Eoses (Mecoptera?); Lepidopteran origins
Ken Kinman
kinman at HOTMAIL.COM
Tue Dec 15 18:30:38 CST 1998
I thank Dr. Kuprijanov for his information that Eoses is probably a
Mecopteran. However, assuming that Eoses is definitely not a
Lepidopteran (for which there seems to be some consensus), this throws
me back to my original problem---is Trichoptera (which arose in the
Permian) a paraphyletic group that later gave rise to the Lepdioptera??
Or are they truly sister groups as Hennig and other cladists have
maintained.

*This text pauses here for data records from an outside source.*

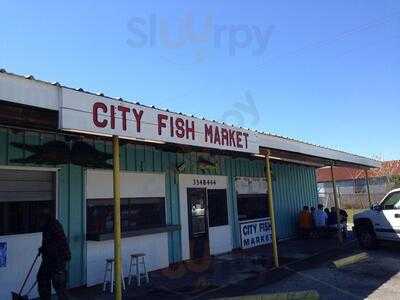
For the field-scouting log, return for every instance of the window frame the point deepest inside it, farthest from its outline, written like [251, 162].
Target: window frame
[55, 174]
[125, 202]
[212, 224]
[390, 195]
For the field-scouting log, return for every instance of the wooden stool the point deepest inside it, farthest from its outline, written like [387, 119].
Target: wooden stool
[137, 260]
[109, 275]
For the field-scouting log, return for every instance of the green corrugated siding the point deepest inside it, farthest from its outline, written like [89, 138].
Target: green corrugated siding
[293, 187]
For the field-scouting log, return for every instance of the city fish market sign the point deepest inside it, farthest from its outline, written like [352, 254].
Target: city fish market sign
[255, 233]
[100, 115]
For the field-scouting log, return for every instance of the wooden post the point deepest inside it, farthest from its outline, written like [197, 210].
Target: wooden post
[368, 190]
[117, 220]
[335, 197]
[271, 210]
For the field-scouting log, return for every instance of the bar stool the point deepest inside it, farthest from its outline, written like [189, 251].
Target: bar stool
[137, 260]
[109, 275]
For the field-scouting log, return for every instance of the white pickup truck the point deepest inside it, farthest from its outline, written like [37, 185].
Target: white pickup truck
[381, 222]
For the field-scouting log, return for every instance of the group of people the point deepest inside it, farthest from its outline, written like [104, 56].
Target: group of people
[321, 222]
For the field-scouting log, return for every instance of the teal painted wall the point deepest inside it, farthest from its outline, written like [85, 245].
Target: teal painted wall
[293, 187]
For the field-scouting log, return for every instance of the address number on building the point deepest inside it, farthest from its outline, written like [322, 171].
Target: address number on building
[255, 233]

This has ecological implications beyond the systematic
ones, since oen group is basically aquatic and the other is basically
terrestrial.
My question is: do Trichoptera have any definitive characteristics
that would exclude the possibility that some trichopteran group gave
rise to Lepidoptera (perhaps after the Permian extinction event)?
Cheers, Ken Kinman
P.S. Thomas, I cannot remember for sure when Eoses was described, but I
believe it was in the late 1930's (maybe 1937 or 1938; but I wouldn't
swear to it). But if it isn't an early lepidopteran, then it doesn't
have as much systematic value (since Mecoptera, Trichoptera, other
related groups arose before the Permian extinction). The fossil record
thus makes me even more skeptical that Trichoptera and Lepidoptera are
truly sister groups, but I am open to evidence that they are (and thus
the question I posed in my note above).